President Alan Davis doesn’t know why the deal wasn’t signed, but says Kwantlen is better off without it.

By Sarah Schuchard
[associate news editor]

Kwantlen Polytechnic University has not signed on to Access Copyright and has no plans to do so, despite earlier announcements from the former president that they already had signed the agreement.

The transition from former Kwantlen president John McKendry (right) to current president Alan Davis (left) has led in a shift in the university’s position on the controversial Access Copyright agreement. (Photos courtesy Kwantlen)

According to current president Alan Davis, who took office in September, the turnaround of senior Kwantlen staff means that no one is entirely certain as to why the agreement was not signed. Both former interim president John McKendry and former vice president of academics Anne Lavack left the university in late August.

“When I arrived, it had not been signed and I don’t quite know exactly why,” said Davis. “One thing I can say is there was probably not enough discussion internally.”

Davis informed members of the university about his discovery in September and has since asserted that being independent from Access Copyright was the better decision for Kwantlen.

Christopher Girodat, a student representative on the university senate and the chairperson of the Kwantlen Student Association’s (KSA) executive, expressed concern that the university had missed the June signing deadline and didn’t inform the senate, but overall was happy with the final result.

“Thanks to the Fair Use decision in the Supreme Court, and with expanded definitions of copyright in government we’re finding out that a lot of the content that we paid for under the license agreement we can access for free for educational fair use,” said Girodat.

“All together the KSA believes that the costs will be less for the students and less for the university.”

According to information posted on Kwantlen’s website there are four reasons why the university didn’t sign: Access Copyright has requested a large fee for each full time student; a large reporting and survey component might have been needed; recent court changes had allowed for more legal access to copyrighted material; and Kwantlen already had access to a large amount of material provided under Access Copyright through other licenses.

Last summer, Kwantlen’s then-president, McKendry, publicly took on critics from the faculty and student associations last summer, when he declared that Kwantlen would sign on to the agreement by the June 30, 2012 deadline, over their objections.

At the time, Mckendry argued that Kwantlen lacked the maturity and establishment that other schools may have to provide its students with “in house copyright.” He claimed that the university would be forced to hire more staff to handle copyright issues if they didn’t sign on to the agreement. He also expressed confusion with complaints from critics with the university community.

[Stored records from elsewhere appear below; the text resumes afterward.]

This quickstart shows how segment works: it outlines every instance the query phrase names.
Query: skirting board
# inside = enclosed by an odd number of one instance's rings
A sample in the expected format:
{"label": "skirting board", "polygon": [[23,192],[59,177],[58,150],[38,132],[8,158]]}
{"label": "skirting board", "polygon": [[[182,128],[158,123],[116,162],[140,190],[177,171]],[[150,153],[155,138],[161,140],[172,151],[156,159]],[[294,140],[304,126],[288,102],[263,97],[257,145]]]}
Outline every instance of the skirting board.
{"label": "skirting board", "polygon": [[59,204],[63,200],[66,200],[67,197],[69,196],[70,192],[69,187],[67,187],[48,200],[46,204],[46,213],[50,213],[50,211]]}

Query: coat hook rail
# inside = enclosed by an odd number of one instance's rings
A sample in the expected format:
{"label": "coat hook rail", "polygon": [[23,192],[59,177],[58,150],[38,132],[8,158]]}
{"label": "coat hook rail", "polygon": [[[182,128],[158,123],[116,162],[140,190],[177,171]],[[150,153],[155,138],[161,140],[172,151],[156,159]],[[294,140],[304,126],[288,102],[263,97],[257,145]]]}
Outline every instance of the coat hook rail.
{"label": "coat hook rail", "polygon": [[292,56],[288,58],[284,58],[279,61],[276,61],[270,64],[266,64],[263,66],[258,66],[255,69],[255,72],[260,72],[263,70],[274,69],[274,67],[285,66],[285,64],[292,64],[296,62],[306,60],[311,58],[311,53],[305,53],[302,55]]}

“I really don’t know what the problem is with the agreement,” he said. “I have five key questions from the KSA and I have addressed all of them, so I don’t understand what is the concern.”

In an interview with The Runner Davis insisted that any cost required for obtaining copyrighted materials would not be seen by students, or affect the cost of tuition. However, the university is still not entirely aware of all the potential costs that could result from not signing the agreement.

The university senate created a copyright subcommittee in December with the intention of holding forums and discussing the dynamics of fair dealings.

“It’s a very exciting time for the evolution of access to quality content,” said Davis.

“It’s a very key part for the teaching enterprise . . . the plan will be, that it will be much cheaper, and more accessible. That’s the future.